Geeklawyer is glad that the ultra right wing extremist British National Party (BNP) leader Nick Griffin was acquitted of charges of using words or behaviour intended to stir up racial hatred. He is of the view that only speech which incites, or is genuinely immediately likely to do so, violence & discrimination should be unlawful. If hating $(todays_unpopular_group) is lawful, and even this government is not proposing to make it illegal to hate Muslims, then inciting hatred should not be an offence either. Inciting violence yes, inciting opinions no. Criminalising incitement because it makes it easier to prevent violence is not the answer since it has knock on effects on free speech.
Griffiths described Islam as a “wicked, vicious faith” and said Muslims were turning Britain into a “multi-racial hell hole”. Co-defendant Mr Collett in turn said: “Let’s show these ethnics the door in 2004.” Frankly some of the more bigoted and intolerant native born Muslim extremists deserve a little hatred contempt & discrimination. Those who, for example, target gays free speech democracy, who promoting execution and mutilation as punishment; and who most repellently and sickeningly of all criticise the consumption of alcohol, deserve a little hatred. Other aspects of Muslim culture opinion deserve support and many Muslims are reasonable fair and balanced people who don’t deserve the vilification and harassment inflicted on them by the BNP and also the government and police.
Geeklawyer marches alongside those with the wisdom to accept his view that the best cure for bad ideas are stronger competing ideas.
Gordon Brown is displaying worrying symptoms of cretinocity caught, one imagines, from sitting in the Cabinet room with Tony Bliar for too long. He thinks that unreasonable juries acquitting those he dislikes have erred and that the law should then be ‘adjusted’ to require juries to deliver the results he wishes.
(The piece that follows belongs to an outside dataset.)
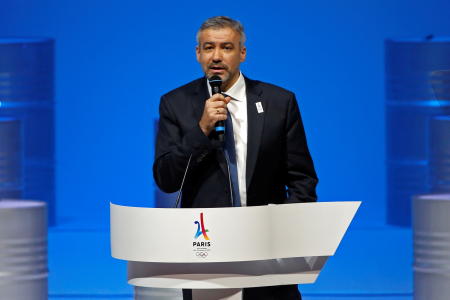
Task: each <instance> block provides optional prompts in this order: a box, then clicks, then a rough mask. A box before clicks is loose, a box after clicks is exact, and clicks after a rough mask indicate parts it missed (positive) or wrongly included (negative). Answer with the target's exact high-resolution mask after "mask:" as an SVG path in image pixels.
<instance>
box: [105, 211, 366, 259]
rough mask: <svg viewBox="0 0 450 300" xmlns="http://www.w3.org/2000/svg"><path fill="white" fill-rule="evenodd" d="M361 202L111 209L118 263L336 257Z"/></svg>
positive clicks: (111, 233)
In one sense this is the purview of politicians - to set policy, but when juries deliver clear and frequent verdicts politicians should count to 10 before reaching for a gimmick.
This government seems to see the curtailing of free speech that offends Muslims as recompense for an illegal war. And thereby to shore up their collapsing vote in those communities. In other words a naked cynical political calculation of their own interest: plus ca change.
(Geeklawyer realises at the last moment that this is a duplicate topic posting since Ruthie also comments on it - mortifyingly he also realises that they largely agree.)
[…] Interesting article by Geeklawyer - worth a read. […]
Could the BNP, or indeed any other group King Tony tries to persecute, not get round any restrictions by simply locating their servers in the US and then directing people to such a website? Surely not even His Arrogance could block access to all overseas servers of which he disapproves.
If this soluton is needed, t’would be more than ironic that, yet again, The Constitution were needed to protect the political freedom of British subjects from the excesses of their own (British) Government.